Can somebody explain why in the output 3 4 4 is getting printed instead of 4 4 4?
#include <stdio.h>
int main(){
int a[] ={0,1,2,3,4};
int *p[] = {a,a+1,a+2,a+3,a+4};
int **ptr= p;
ptr++;
printf("%d %d %d\n",ptr-p,*ptr-a,**ptr);
*ptr++;
printf("%d %d %d\n",ptr-p,*ptr-a,**ptr);
*++ptr;
printf("%d %d %d\n",ptr-p,*ptr-a,**ptr);
++*ptr;
printf("%d %d %d\n",ptr-p,*ptr-a,**ptr);
return 0;
}
For starters pay attention to that a difference of two pointers has the type ptrdiff_t. You may not use the conversion specifier %d with objects of this type. You have to use %td. As for example
printf("%td %td %d\n",ptr-p,*ptr-a,**ptr);
How does the expression *++ptr is different from ++*ptr?
This expression
*++ptr
is equivalent to
*( ++ptr )
that is at first the pointer is incremented and points to the next element of an array and then it is dereferenced providing an lvalue of the pointed element.
This expression
++*ptr
that is equivalent to
++( *ptr )
that is at first the pointer is dereferenced providing an lvalue to the pointed element and then the element itself is incremented.
As for the shown code
int a[] ={0,1,2,3,4};
int *p[] = {a,a+1,a+2,a+3,a+4};
int **ptr= p;
ptr++;
printf("%d %d %d\n",ptr-p,*ptr-a,**ptr);
*ptr++;
printf("%d %d %d\n",ptr-p,*ptr-a,**ptr);
*++ptr;
printf("%d %d %d\n",ptr-p,*ptr-a,**ptr);
++*ptr;
printf("%d %d %d\n",ptr-p,*ptr-a,**ptr);
then initially the pointer ptr points to the first element of the array p.
int **ptr= p;
then the pointer is incremented
ptr++;
and now it points to the second element of the array p.

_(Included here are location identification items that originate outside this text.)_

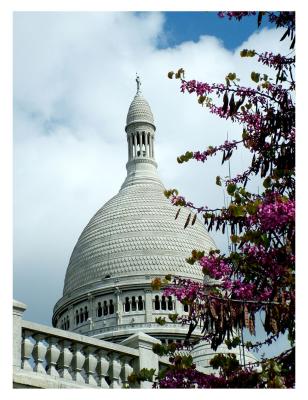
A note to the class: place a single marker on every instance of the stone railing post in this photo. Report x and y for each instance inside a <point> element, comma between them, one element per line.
<point>27,348</point>
<point>147,359</point>
<point>52,356</point>
<point>126,370</point>
<point>77,362</point>
<point>102,368</point>
<point>39,353</point>
<point>18,310</point>
<point>115,371</point>
<point>65,360</point>
<point>90,365</point>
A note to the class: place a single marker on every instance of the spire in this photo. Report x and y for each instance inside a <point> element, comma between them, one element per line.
<point>138,83</point>
<point>140,129</point>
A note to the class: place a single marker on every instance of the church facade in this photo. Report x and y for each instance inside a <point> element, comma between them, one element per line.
<point>104,325</point>
<point>130,241</point>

As a result this expression
ptr-p
yields the number of elements between the two pointers ptr and p (in this expression the array designator is converted to a pointer to its first element) that is equal to 1.
As ptr points to the element with the value a + 1 of the array p then the expression
*ptr-a
also yields the value 1. And the expression
**ptr
yields the value of the expression a[1].
This expression-statement
*ptr++;
in fact is equivalent to
ptr++;
because the dereferencing of the pointer does not have a side effect.
Now the pointer points to the third element of the array p. And this statement
printf("%td %td %d\n",ptr-p,*ptr-a,**ptr);
outputs
2 2 2
Again this statement
*++ptr;
is equivalent to the statement
++ptr;
because the dereferencing does not have a side effect. Now the pointer points to the forth element of the array p.
And this statement
printf("%td %td %d\n",ptr-p,*ptr-a,**ptr);
outputs
3 3 3
In this statement
++*ptr;
there is incremented the element of the array p (the forth element) pointed to by the pointer ptr. That is the forth element of the array is now equal to a+4
So the array p now looks like
int *p[] = { a, a + 1, a + 2, a + 4, a + 4 };
So this statement
printf("%td %td %d\n",ptr-p,*ptr-a,**ptr);
outputs
3 4 4